Sous Vichy, tout change avec les grandes rafles de l'été 1942. Le caractère inhumain de la persécution devient enfin une évidence. Tous les rapports des préfets de l'époque rapportent l'émotion de la population française, heurtée, indignée et bouleversée. Les autorités spirituelles catholiques et protestantes se manifestent et condamnent le principe du racisme en même temps que les méthodes employées. La réprobation est générale.

Au-delà des hauts fonctionnaires, rappelons aussi que des milliers de Français non juifs sont venus en aide aux victimes, à commencer par le sauvetage des enfants. Les couvents, les pensionnats, les orphelinats ont été nombreux à ouvrir leur porte afin d'offrir un refuge aux proscrits. On estime à environ 45.000 le chiffre des enfants de moins de quinze ans qui ont ainsi échappé à une mort certaine. Comme le soulignent les historiens Jean-Pierre Azema et François Bedarida : "Au total, c'est grâce à cette protection au sein de la population que les trois quarts des juifs de France ont pu être soustraits au destin fixé pour eux par la Solution Finale".

Il date sans doute précisément de là, de cet été 42, le trop tardif réveil des consciences.

La conscience. Agir en son âme et conscience même sous son habit de haut fonctionnaire. Voilà, nous sommes là au cœur même de vos travaux de tout à l'heure. C'est à la plénitude de sa conscience d'homme libre que fait appel le haut fonctionnaire qui dit NON au régime de Vichy.

Vichy, c'était par excellence l'étouffement de toute expression démocratique. Si les Chambres Parlementaires subsistaient en théorie, elles furent en réalité ajournées. A défaut d'avoir été officiellement abrogée, la République fut non seulement anéantie par omission, mais aussi par la compromission, c'est à dire l'osmose de beaucoup de hauts fonctionnaires avec l'occupant. De cette période sombre de notre histoire vous avez pourtant préféré ce soir ne retenir que les JUSTES, c'est à dire tous ceux qui, dans les grands Corps de l'Etat, n'ont sombré ni dans la collaboration, ni dans le carriérisme, ni dans le déshonneur de la passivité devant l'horreur organisée.

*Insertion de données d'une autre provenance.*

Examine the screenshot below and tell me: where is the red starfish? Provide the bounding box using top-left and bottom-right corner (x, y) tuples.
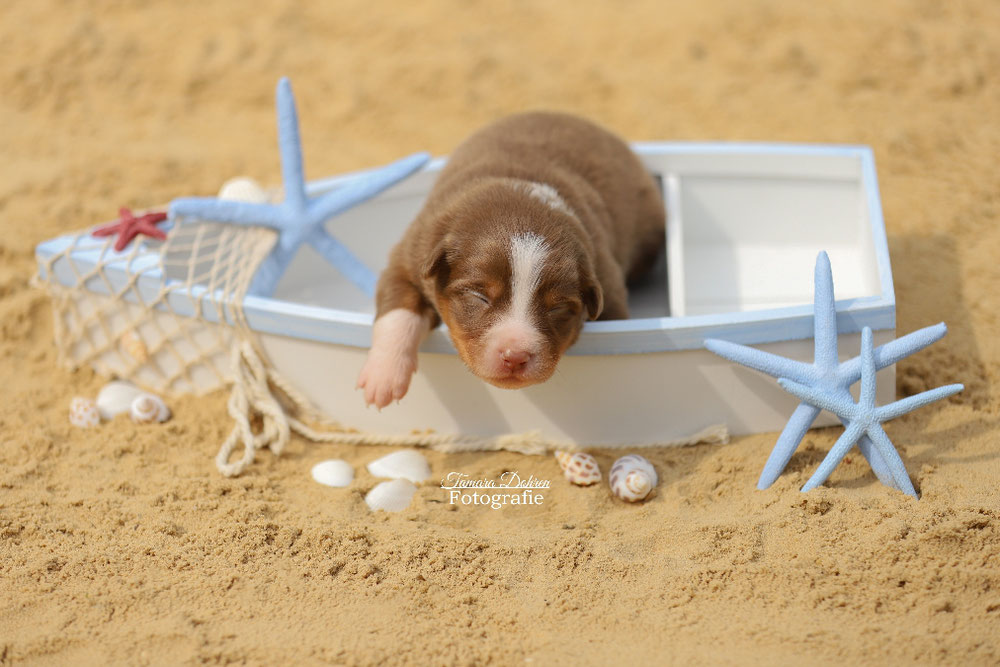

Je vous en remercie, au nom de tous ces JUSTES dont vous allez parler. Ces JUSTES qui ont sauvé des juifs prouvent que la France n'était pas morte, où qu'elle fût, à Londres ou en métropole !

Nous savons qu'ils ne furent que quelques uns à mériter qu'un arbre soit planté dans l'allée des Justes, à YAD VASHEM à Jérusalem.

Il nous revient à nous tous, à nous les autorités, à vous grâce au dialogue, de bien faire comprendre à chaque citoyen français d'aujourd'hui, qu'on ne peut se réclamer de la France que si l'on mérite d'avoir son propre et bel arbre à YAD VASHEM.

C'est le message de cette France d'aujourd'hui et éternelle.